Brno researchers explore edible food packaging
A ban on single-use plastics was approved by the Czech Senate earlier this month and should come into effect in the autumn. The new legislation includes a direct ban on certain products, including plastic cutlery, straws, and food and drink containers. Now scientists in Brno are looking into an environmentally friendly alternative: food packaging that you can eat.
The new legislation leaves food manufacturers needing ways to sell perishable foods to customers in a way that is hygienic and where the food won’t go bad by the time it reaches the shelves, while still being sustainable.
The Institute of Food Technology at Brno’s Mendel University offers one potential solution – edible packaging. Using proteins, lipids and other substances, scientists can make packaging for food products that is sustainable and environmentally friendly, as chemist Soňa Hermanová from the institute explains.

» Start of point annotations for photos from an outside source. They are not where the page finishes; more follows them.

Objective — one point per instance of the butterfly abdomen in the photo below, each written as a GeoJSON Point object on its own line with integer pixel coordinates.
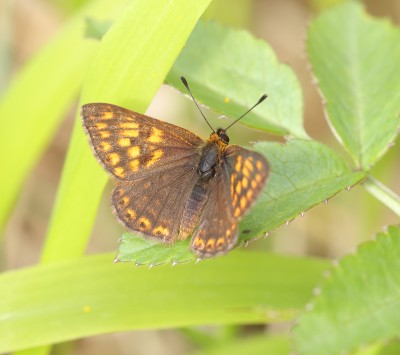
{"type": "Point", "coordinates": [209, 160]}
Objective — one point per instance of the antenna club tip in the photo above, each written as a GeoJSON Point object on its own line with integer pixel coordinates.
{"type": "Point", "coordinates": [183, 79]}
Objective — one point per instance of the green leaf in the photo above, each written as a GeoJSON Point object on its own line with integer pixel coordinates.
{"type": "Point", "coordinates": [359, 302]}
{"type": "Point", "coordinates": [139, 43]}
{"type": "Point", "coordinates": [303, 174]}
{"type": "Point", "coordinates": [91, 295]}
{"type": "Point", "coordinates": [355, 59]}
{"type": "Point", "coordinates": [97, 28]}
{"type": "Point", "coordinates": [37, 99]}
{"type": "Point", "coordinates": [223, 63]}
{"type": "Point", "coordinates": [149, 251]}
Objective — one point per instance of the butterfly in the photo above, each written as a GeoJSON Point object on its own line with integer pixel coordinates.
{"type": "Point", "coordinates": [170, 183]}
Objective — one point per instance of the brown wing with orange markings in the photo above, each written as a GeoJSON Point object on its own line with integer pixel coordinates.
{"type": "Point", "coordinates": [131, 146]}
{"type": "Point", "coordinates": [245, 173]}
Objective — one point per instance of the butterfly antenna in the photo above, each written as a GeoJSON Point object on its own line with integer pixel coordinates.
{"type": "Point", "coordinates": [184, 81]}
{"type": "Point", "coordinates": [262, 98]}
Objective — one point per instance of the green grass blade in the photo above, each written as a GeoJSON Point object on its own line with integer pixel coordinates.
{"type": "Point", "coordinates": [221, 62]}
{"type": "Point", "coordinates": [91, 295]}
{"type": "Point", "coordinates": [303, 174]}
{"type": "Point", "coordinates": [359, 302]}
{"type": "Point", "coordinates": [37, 99]}
{"type": "Point", "coordinates": [132, 61]}
{"type": "Point", "coordinates": [355, 59]}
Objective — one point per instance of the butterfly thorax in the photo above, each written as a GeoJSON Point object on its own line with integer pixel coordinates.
{"type": "Point", "coordinates": [212, 154]}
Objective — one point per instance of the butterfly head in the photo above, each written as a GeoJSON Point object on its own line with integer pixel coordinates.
{"type": "Point", "coordinates": [222, 135]}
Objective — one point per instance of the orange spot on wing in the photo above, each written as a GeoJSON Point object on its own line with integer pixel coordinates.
{"type": "Point", "coordinates": [157, 154]}
{"type": "Point", "coordinates": [143, 224]}
{"type": "Point", "coordinates": [134, 152]}
{"type": "Point", "coordinates": [156, 135]}
{"type": "Point", "coordinates": [119, 172]}
{"type": "Point", "coordinates": [129, 125]}
{"type": "Point", "coordinates": [134, 165]}
{"type": "Point", "coordinates": [113, 158]}
{"type": "Point", "coordinates": [105, 146]}
{"type": "Point", "coordinates": [245, 183]}
{"type": "Point", "coordinates": [107, 115]}
{"type": "Point", "coordinates": [129, 133]}
{"type": "Point", "coordinates": [101, 125]}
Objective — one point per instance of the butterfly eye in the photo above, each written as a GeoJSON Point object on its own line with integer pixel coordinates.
{"type": "Point", "coordinates": [222, 135]}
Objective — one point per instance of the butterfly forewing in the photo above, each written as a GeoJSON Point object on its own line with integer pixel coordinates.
{"type": "Point", "coordinates": [245, 174]}
{"type": "Point", "coordinates": [153, 205]}
{"type": "Point", "coordinates": [130, 145]}
{"type": "Point", "coordinates": [217, 232]}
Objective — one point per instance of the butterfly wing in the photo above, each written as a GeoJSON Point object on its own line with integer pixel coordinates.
{"type": "Point", "coordinates": [238, 182]}
{"type": "Point", "coordinates": [131, 146]}
{"type": "Point", "coordinates": [245, 173]}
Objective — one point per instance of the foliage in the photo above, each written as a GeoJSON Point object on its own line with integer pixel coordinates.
{"type": "Point", "coordinates": [72, 296]}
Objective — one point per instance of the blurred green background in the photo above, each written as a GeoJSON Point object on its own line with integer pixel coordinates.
{"type": "Point", "coordinates": [329, 230]}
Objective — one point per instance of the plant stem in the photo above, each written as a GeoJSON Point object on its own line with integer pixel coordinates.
{"type": "Point", "coordinates": [383, 194]}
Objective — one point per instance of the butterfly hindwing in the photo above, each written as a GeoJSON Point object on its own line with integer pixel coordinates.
{"type": "Point", "coordinates": [130, 145]}
{"type": "Point", "coordinates": [245, 174]}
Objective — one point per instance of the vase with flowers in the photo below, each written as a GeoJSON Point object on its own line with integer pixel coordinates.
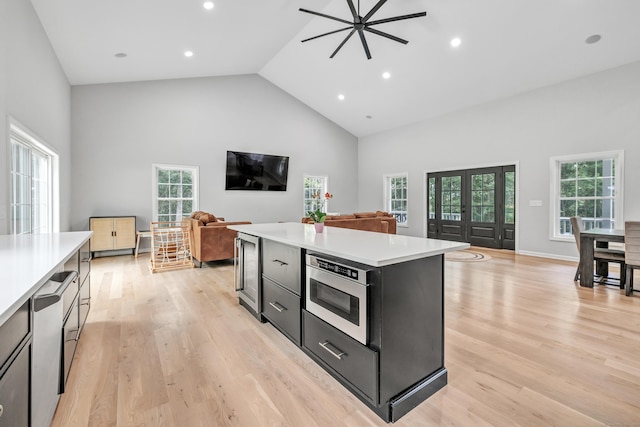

“There are three basic types of materials used to make edible food packaging. The first is edible biopolymers, which are mostly polysaccharides and proteins. The second group is made up of materials which are also of natural origin but aren’t made from large macromolecules – these are natural lipids such as waxes and oils. The third group is comprised of additives drawn from raw food materials.”
Concretely, the first group could be, for example, dairy or soy-based proteins, pectin (a fibre found in fruits), or starch, e.g. from rice or potatoes; the second would be edible waxes and oils such as olive or oregano oil.
Each of these types of packaging is suited to a different purpose. The biopolymers act as a supporting layer, while lipids prevent moisture from getting in. The additives ensure that the resulting film is flexible and does not crack.
Ms. Hermanová says that the packaging will either be in the form of a separate film, or a coating that is applied directly to the surface of the food in the form of a liquid mixture.
“Our aim is to make it possible in the future to consume this edible coating directly together with the food. But even in the case where this isn’t logistically possible, the packaging will in any case be biodegradable.”
Creating edible packaging throws up a whole host of other issues that have to be dealt with – for example, food safety and hygiene standards.
“The European food policy requires that the packaging be as safe as the food is. So we have to prove, by means of reproducible studies, that our packaging does not have a negative impact on human health, does not trigger any reactions or change the composition of the food itself, does not change its taste, smell or look, and does not release any harmful components into it.”
This research is still in its nascent stages – at the moment its potential is still only being explored in the laboratory. But Ms. Hermanová guesses that the first real-world application of her team’s research might be in biscuits wrapped in edible packaging that would be fortified with vitamins and other nutrients and given to patients in hospitals.